Could you run the Spark build script unmodified and see if it works? I took another look at #200 and it seems to me that the patch lock file may cause the patch to be skipped when you build the Python package. If the patch is not applied, neither the tests nor the test support files will be in the correct location in the zip package.

The Maven lock file seems fine to me though.

shehabgamin · 2024-09-18T04:06:12Z

Could you run the Spark build script unmodified and see if it works? I took another look at #200 and it seems to me that the patch lock file may cause the patch to be skipped when you build the Python package. If the patch is not applied, neither the tests nor the test support files will be in the correct location in the zip package.

The Maven lock file seems fine to me though.

Before doing this, I suggest going into the /opt/spark directory and doing a git add . + git stash to make sure that everything in there is clean.

skewballfox · 2024-09-18T17:16:24Z

I renamed my current copy of sail and recloned the repo. Suprisingly it worked, but I'm not sure why given I removed the opt directory a few times (including the lock files), so I retested on my original copy (pruned/recreated the virtual envs, removed opt, reran the build script, etc). It's working now

I think I may finally have a hadoop container setup in pseudo-distributed mode for testing hdfs support. Where should it go? under scripts, opts or somewhere else?

EDIT: right now it's a Dockerfile, but I can try to integrate it into the existing compose file, might take me a bit though because I'm running rootless podman which comes with a few extra caveats around container networking.

linhr · 2024-09-18T22:31:40Z

Glad to hear that you got the setup working!

Let's define the container in compose.yml.

Testing external systems with containers is not part of CI right now but it could be future work. For this PR, it would be good enough to have a local setup. Either Python or Rust tests would be great.

skewballfox · 2024-09-19T19:02:35Z

hey, kind of stuck atm. I'm setting up hdfs in a local container, verifying it's working via the web portal, and then connecting to the hdfs container using the method mentioned in the dev docs.

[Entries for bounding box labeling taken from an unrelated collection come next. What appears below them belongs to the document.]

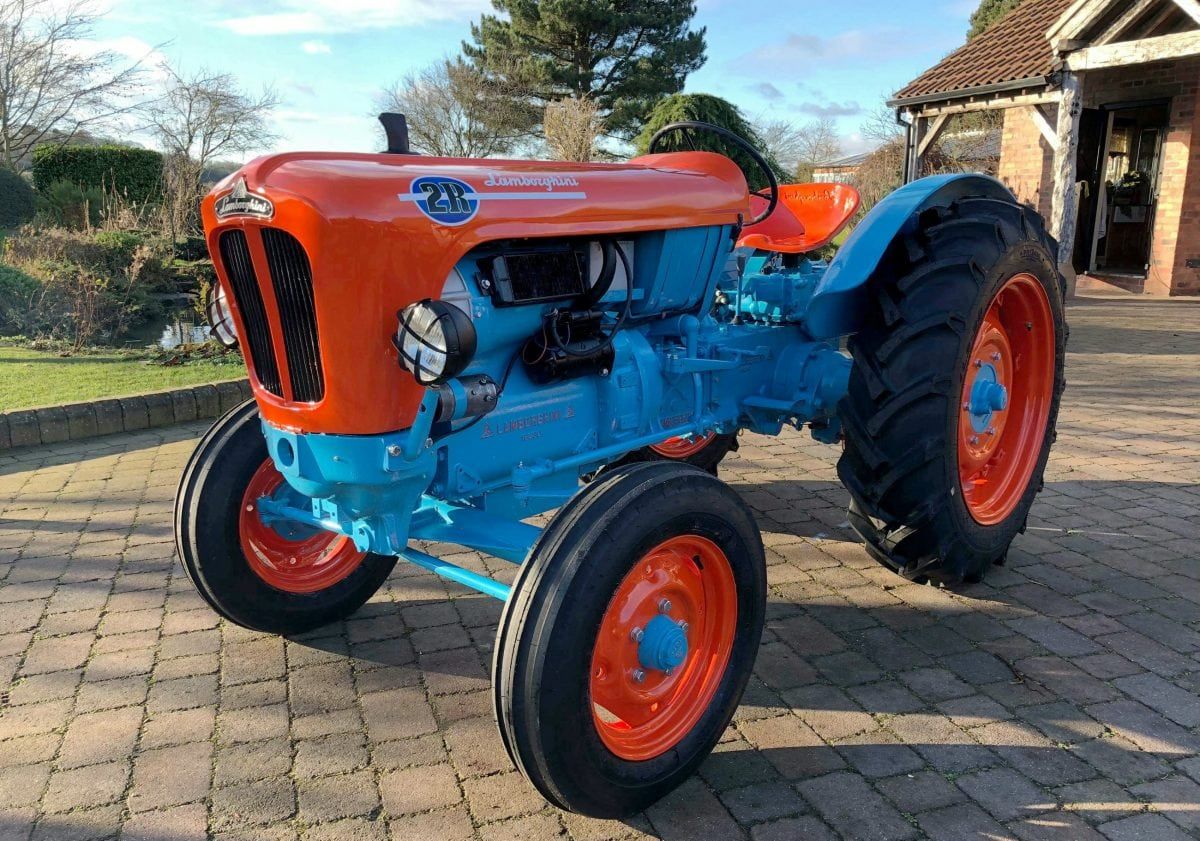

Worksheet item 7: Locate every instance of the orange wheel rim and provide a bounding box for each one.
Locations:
[958,274,1056,525]
[590,535,738,762]
[650,432,716,458]
[238,459,366,594]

p/t/sail> env SPARK_CONNECT_MODE_ENABLED=1 SPARK_REMOTE="sc://localhost:50051" hatch run pyspark
>>>path=hdfs://localhost:9000/user/skewballfox/test.json
>>>spark.read.json(path).show()

This throws a Object store error originating from this generic IO error. I know it's connecting since the client returns okay, and because if I change it to a non-existent file, I get an error indicating the resource doesn't exist. So it's making it somewhere past the object store instantiation and failing during execution (I think). I'm having trouble tracing it any further than that though.

here's the last bit of traceback from python:

File "/p/t/sail/.venvs/default/lib/python3.11/site-packages/pyspark/sql/connect/client/core.py", line 1503, in _handle_error
    self._handle_rpc_error(error)
  File "p/t/sail/.venvs/default/lib/python3.11/site-packages/pyspark/sql/connect/client/core.py", line 1539, in _handle_rpc_error
    raise convert_exception(info, status.message) from None
pyspark.errors.exceptions.connect.SparkRuntimeException: Object Store error: Generic HdfsObjectStore error: IO error occurred while communicating with HDFS

here's the last trace from the server

[2024-09-19T18:39:08Z DEBUG sail_spark_connect::server trace: 241683380366876879727100582833342366091 span: 5329696312847761413] ReleaseExecuteResponse { session_id: "487e2373-2881-41e9-ad87-d8362c5ef938", operation_id: Some("4e1997e1-2bd1-433a-a252-1826cb68986e") }

which is returned by release_execute

any ideas what the issue is or have suggestions on what I should try to track down the problem?

shehabgamin · 2024-09-19T23:24:53Z

Default logging filters for the spark connect server only. If you want expanded debug logging you can start the server doing env RUST_LOG=debug ...

Let's see if we're able to get any better logs that way.

I also highly recommend using the debugger. Let me know if you'd like help getting one setup!

skewballfox · 2024-09-22T00:59:16Z

Just an update, Managed to finally read a json file from the hdfs instance, was a configuration issue. Still failing to write to hdfs, though that is probably also a configuration issue (working on fixing it).

Launching the hdfs container still doesn't work locally via podman compose. It keeps dying after around 15 seconds without producing any error and returning a normal exit code. I'm running the docker file under scripts/hadoop via

env HADOOP_USER_NAME=sail podman build -t hadoop-container .
podman run -it -p 50070:9870 -p 9000:9000 -p 9864:9864 -p 9866:9866 hadoop-container /bin/bash
#/hdfs-init.sh

I think i might have found a bug in the s3 code that may be upstream. If you upload a json file via the web portal, and then try to read it via spark.read.json(path).show() you'll get: Json error: Not valid JSON: EOF while parsing an object at line 1 column 1. It's definitely valid json, tested with a few files uploaded to the minIO instance

This doesn't happen with the code from the docs, but the query spark.sql("SELECT 1").write.json(path) isn't doing what it looks like. bar.json is created as a directory, and json files are created under it with the write command. When you look at the metadata for those files the content-type is listed as binary/octet-stream, whereas the files it fails to read have the content-type application/json. you can run read json commands on the octet-stream files created without issue

linhr · 2024-09-22T08:41:40Z

bar.json is created as a directory, and json files are created under it with the write command.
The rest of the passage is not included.